Yan Huichang from the Hong Kong Chinese Orchestra talks about ‘Harmonics of Qi’ and how the book changed his life
- ‘Harmonics of Qi’ says that our bodies have a vibration or frequency and that operates through qi
- Yan Huichang was inspired by the book and believes it has an important message in these times
“Harmonics of Qi – A Scientific Explanation of Qi and Meridians, the Harmonious Dance Between Chinese Medicine and the Human Body” (2009), by traditional Chinese medicine academic Wang Weigong, aims to explain the workings of qi using the concept of resonance. Yan Huichang, artistic director and principal conductor of the Hong Kong Chinese Orchestra, explains to Richard Lord how it changed his life
I first came across this book in an airport bookstore in early 2010, and was immediately hooked after reading 10 pages or so. I finished it in one sitting.
The book grabbed my interest, not only because Dr Wang’s theories resonated with my music, but because I have a strong interest in TCM (traditional Chinese medicine). I was influenced by my grandfather, who was a seasoned practitioner of TCM. As a child, I had access to an antique thread-bound copy of Chinese physician Li Shizhen’s Compendium of Materia Medica (1596). Before I turned 12 or 13, I would often accompany my grandfather into the mountains to pick medicinal plants and watch him treat patients with acupuncture and brew herbal medicine, so I naturally developed an interest in the subject. When I came across Harmonics of Qi, my first question was: “What does qi have to do with music?”
Harmonics of Qi points out that qi is resonance, and uses this to explain the transport of nutrients in the body and the effects it has on our health. His research reveals the human body has a vibration or frequency that operates through qi. As long as there is qi, the human heart can deliver blood to all parts of the body through resonance, despite the minute amount of bioelectricity it contains.
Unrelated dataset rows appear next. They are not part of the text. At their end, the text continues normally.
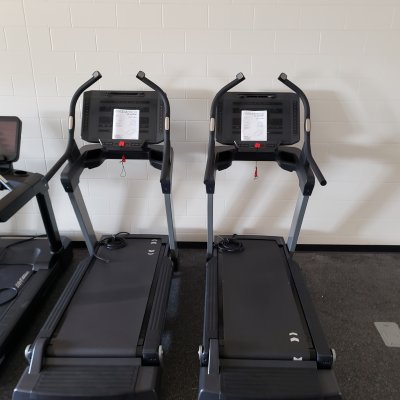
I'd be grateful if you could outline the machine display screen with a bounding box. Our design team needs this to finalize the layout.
[0,118,21,163]
[81,91,164,145]
[216,92,300,148]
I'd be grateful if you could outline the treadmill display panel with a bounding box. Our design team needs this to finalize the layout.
[81,91,164,145]
[0,117,22,164]
[216,92,300,149]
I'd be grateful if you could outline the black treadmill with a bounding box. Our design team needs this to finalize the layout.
[0,117,72,365]
[199,73,342,399]
[13,71,178,400]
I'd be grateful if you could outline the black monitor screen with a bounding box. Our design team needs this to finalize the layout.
[216,92,300,147]
[0,117,21,164]
[81,91,164,145]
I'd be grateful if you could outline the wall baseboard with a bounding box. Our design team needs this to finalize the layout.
[72,241,400,252]
[296,244,400,252]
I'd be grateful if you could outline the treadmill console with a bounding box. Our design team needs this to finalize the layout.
[81,91,164,147]
[0,116,22,165]
[216,92,299,151]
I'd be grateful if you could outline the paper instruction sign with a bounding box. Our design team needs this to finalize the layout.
[112,109,140,140]
[241,110,268,141]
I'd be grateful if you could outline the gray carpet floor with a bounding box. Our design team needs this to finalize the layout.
[0,247,399,399]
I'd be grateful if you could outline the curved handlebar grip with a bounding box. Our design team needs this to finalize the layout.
[279,73,327,186]
[278,72,310,122]
[44,71,102,182]
[136,71,172,192]
[204,74,245,193]
[69,71,102,118]
[210,72,245,119]
[136,70,170,118]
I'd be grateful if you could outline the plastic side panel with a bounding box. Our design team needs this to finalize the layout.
[203,256,218,354]
[0,269,49,357]
[198,367,220,400]
[39,258,90,339]
[142,254,173,363]
[289,259,334,367]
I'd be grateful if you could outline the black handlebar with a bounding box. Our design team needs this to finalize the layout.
[304,131,327,186]
[210,72,245,120]
[278,73,310,122]
[44,71,102,182]
[278,72,326,186]
[204,73,245,193]
[136,71,170,118]
[136,71,172,193]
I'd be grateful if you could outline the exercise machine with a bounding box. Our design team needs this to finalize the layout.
[13,70,178,399]
[0,116,72,364]
[199,73,342,399]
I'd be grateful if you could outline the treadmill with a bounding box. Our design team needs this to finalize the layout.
[13,71,178,400]
[0,116,72,365]
[199,73,342,399]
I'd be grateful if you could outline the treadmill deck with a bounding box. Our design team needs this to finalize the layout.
[48,236,165,358]
[218,236,313,360]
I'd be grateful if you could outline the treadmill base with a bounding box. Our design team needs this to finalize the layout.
[199,362,342,400]
[14,358,160,400]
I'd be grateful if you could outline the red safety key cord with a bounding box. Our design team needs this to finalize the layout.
[254,142,261,180]
[120,155,126,177]
[119,140,127,177]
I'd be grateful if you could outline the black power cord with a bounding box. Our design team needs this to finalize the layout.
[93,232,130,263]
[216,235,244,253]
[0,235,45,305]
[0,287,18,306]
[99,231,130,251]
[0,234,47,263]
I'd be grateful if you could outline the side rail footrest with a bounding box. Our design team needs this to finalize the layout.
[142,255,173,364]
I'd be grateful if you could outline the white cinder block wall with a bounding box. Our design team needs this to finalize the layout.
[1,0,399,244]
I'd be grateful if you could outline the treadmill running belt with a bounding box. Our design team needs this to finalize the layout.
[47,238,162,358]
[220,238,312,360]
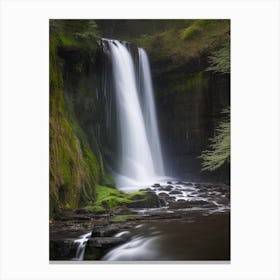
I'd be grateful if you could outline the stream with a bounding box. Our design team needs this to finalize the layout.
[50,179,230,261]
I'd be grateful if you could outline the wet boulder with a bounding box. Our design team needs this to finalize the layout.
[50,239,76,260]
[84,237,127,260]
[169,190,183,195]
[91,224,120,237]
[126,191,161,208]
[169,200,217,209]
[158,192,169,198]
[161,185,173,191]
[87,237,126,248]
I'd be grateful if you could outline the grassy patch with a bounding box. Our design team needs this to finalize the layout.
[60,34,80,49]
[110,215,138,222]
[95,185,130,208]
[180,20,216,40]
[85,185,148,212]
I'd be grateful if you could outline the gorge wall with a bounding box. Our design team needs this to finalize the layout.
[49,21,112,216]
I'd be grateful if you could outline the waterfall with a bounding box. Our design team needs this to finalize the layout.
[138,48,164,176]
[72,232,91,261]
[101,39,165,190]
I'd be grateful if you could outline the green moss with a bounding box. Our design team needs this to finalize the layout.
[49,20,104,216]
[135,20,230,75]
[127,191,147,200]
[100,173,115,188]
[64,203,71,210]
[50,20,100,62]
[111,215,138,222]
[186,71,209,91]
[94,185,129,208]
[84,205,105,213]
[180,20,216,40]
[60,34,79,49]
[90,186,148,211]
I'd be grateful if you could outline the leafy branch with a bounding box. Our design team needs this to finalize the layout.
[206,41,230,74]
[199,107,230,171]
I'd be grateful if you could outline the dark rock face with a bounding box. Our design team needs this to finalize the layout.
[87,237,126,248]
[50,239,76,260]
[113,206,133,215]
[151,57,230,183]
[84,237,127,260]
[91,224,120,237]
[168,200,217,209]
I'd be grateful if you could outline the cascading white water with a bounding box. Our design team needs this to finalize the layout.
[138,48,164,175]
[72,232,91,261]
[105,39,165,190]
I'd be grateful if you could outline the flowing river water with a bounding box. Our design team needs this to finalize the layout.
[50,179,230,261]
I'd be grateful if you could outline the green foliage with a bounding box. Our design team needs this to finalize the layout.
[199,107,230,171]
[111,215,138,222]
[206,40,230,74]
[95,19,192,40]
[100,173,115,188]
[75,21,100,63]
[89,186,148,211]
[50,20,100,62]
[135,20,230,74]
[200,38,230,172]
[180,20,215,40]
[94,185,130,208]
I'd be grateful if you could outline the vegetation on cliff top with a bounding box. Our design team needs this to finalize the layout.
[135,19,230,74]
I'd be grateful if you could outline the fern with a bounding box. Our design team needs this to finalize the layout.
[199,107,230,171]
[206,41,230,74]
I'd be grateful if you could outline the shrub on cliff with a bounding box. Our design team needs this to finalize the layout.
[206,40,230,74]
[199,107,230,171]
[200,40,230,172]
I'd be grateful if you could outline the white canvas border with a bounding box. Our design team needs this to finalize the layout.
[0,0,279,279]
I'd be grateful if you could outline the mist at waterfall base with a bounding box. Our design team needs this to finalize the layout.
[101,39,168,192]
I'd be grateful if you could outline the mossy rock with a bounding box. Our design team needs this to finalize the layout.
[125,191,160,208]
[83,205,105,213]
[85,186,161,213]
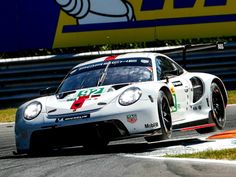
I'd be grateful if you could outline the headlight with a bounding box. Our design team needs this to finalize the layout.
[119,87,142,106]
[24,101,42,120]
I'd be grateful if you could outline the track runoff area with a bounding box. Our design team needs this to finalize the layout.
[0,105,236,177]
[122,104,236,158]
[0,105,235,159]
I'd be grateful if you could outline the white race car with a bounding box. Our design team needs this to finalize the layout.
[15,53,227,154]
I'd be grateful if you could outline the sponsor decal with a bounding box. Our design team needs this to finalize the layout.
[145,122,159,128]
[77,88,105,97]
[127,114,138,124]
[5,1,234,52]
[55,114,90,122]
[172,81,183,87]
[53,0,236,49]
[63,114,90,121]
[78,59,142,72]
[170,85,176,94]
[169,85,178,112]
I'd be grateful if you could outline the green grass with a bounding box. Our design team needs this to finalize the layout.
[228,90,236,104]
[0,108,17,123]
[165,148,236,160]
[0,90,235,123]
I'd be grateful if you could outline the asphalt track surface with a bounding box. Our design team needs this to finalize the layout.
[0,106,236,177]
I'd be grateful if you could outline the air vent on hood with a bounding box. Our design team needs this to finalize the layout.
[112,83,129,90]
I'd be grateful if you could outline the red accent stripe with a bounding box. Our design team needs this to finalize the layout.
[70,96,89,110]
[180,123,216,132]
[70,95,101,111]
[104,55,118,61]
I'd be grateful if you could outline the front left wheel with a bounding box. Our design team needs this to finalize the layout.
[196,82,226,134]
[145,91,172,142]
[211,83,226,129]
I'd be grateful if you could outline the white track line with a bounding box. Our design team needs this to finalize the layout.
[0,122,15,126]
[123,154,236,165]
[227,104,236,107]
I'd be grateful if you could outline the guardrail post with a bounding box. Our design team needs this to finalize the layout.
[182,44,191,69]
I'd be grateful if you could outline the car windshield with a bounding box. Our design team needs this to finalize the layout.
[58,58,153,93]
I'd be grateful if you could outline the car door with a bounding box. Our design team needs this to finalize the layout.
[155,56,191,122]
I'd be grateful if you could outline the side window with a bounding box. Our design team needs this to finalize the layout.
[169,58,184,75]
[155,56,184,80]
[156,56,175,79]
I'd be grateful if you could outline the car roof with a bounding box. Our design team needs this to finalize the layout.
[73,52,161,69]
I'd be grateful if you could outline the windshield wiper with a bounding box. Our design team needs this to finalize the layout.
[97,62,111,86]
[56,90,76,99]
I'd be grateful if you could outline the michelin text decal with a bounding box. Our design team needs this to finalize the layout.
[2,1,235,52]
[53,0,236,49]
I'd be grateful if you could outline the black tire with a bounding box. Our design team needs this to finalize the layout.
[211,83,226,129]
[145,91,172,142]
[196,83,226,134]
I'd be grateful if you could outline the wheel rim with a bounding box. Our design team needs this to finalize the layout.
[161,97,172,134]
[212,88,225,127]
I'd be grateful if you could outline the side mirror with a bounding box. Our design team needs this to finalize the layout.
[164,69,178,76]
[40,87,57,96]
[160,69,179,81]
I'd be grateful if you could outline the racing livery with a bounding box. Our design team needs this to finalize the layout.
[15,53,227,154]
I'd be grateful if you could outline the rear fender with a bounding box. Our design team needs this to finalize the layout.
[212,78,228,107]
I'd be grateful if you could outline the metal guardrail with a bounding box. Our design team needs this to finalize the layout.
[0,44,236,108]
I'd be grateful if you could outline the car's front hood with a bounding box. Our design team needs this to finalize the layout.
[45,85,121,116]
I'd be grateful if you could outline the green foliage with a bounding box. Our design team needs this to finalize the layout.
[0,37,235,59]
[165,148,236,160]
[228,90,236,104]
[0,108,17,122]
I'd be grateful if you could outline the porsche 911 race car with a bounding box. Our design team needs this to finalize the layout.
[15,53,227,154]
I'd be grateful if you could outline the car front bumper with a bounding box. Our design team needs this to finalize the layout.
[15,99,160,153]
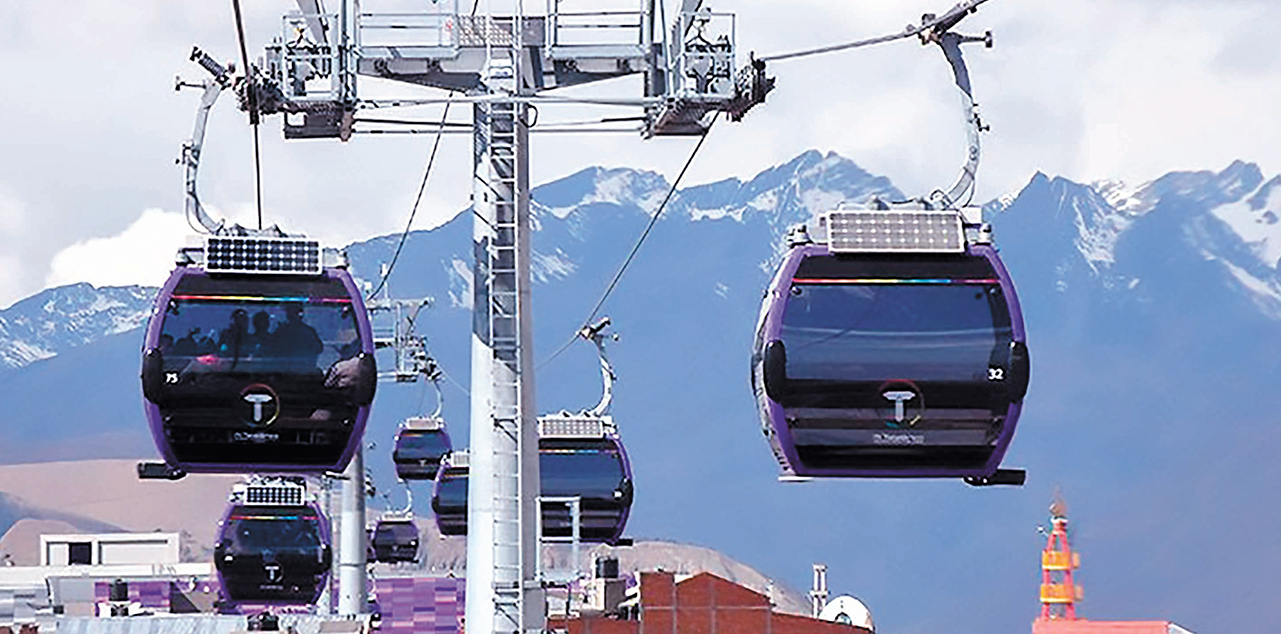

He also suggests our internal organs have their own resonance frequencies.
The concept of resonance reminds me of music – the way a string resonates and the way a tube resonates; in this sense the book easily resonates with me. From the bodily perspective, if the body maintains a good resonance, the flow of qi will be unimpeded throughout; if an area is blocked, the blood will not be able to deliver oxygen and carry away carbon dioxide. The organ will become sick and inflamed, and one would need to see a doctor to clear the blockage.
I recently read the book again and, while doing some research on the internet, I discovered that Wang is a prolific writer. His most recent work is The Chorus of Qi, integrating the science of the human body with both ancient and modern Western and Chinese medicine for a broader, more in-depth study.
Harmonics of Qi is an inspiring read on many levels. The Covid-19 pandemic is an unusual time for all of us, and maintaining a healthy body is of the utmost importance. Only then can we handle external environments, such as our work, with more resolve, and face all kinds of changes and challenges.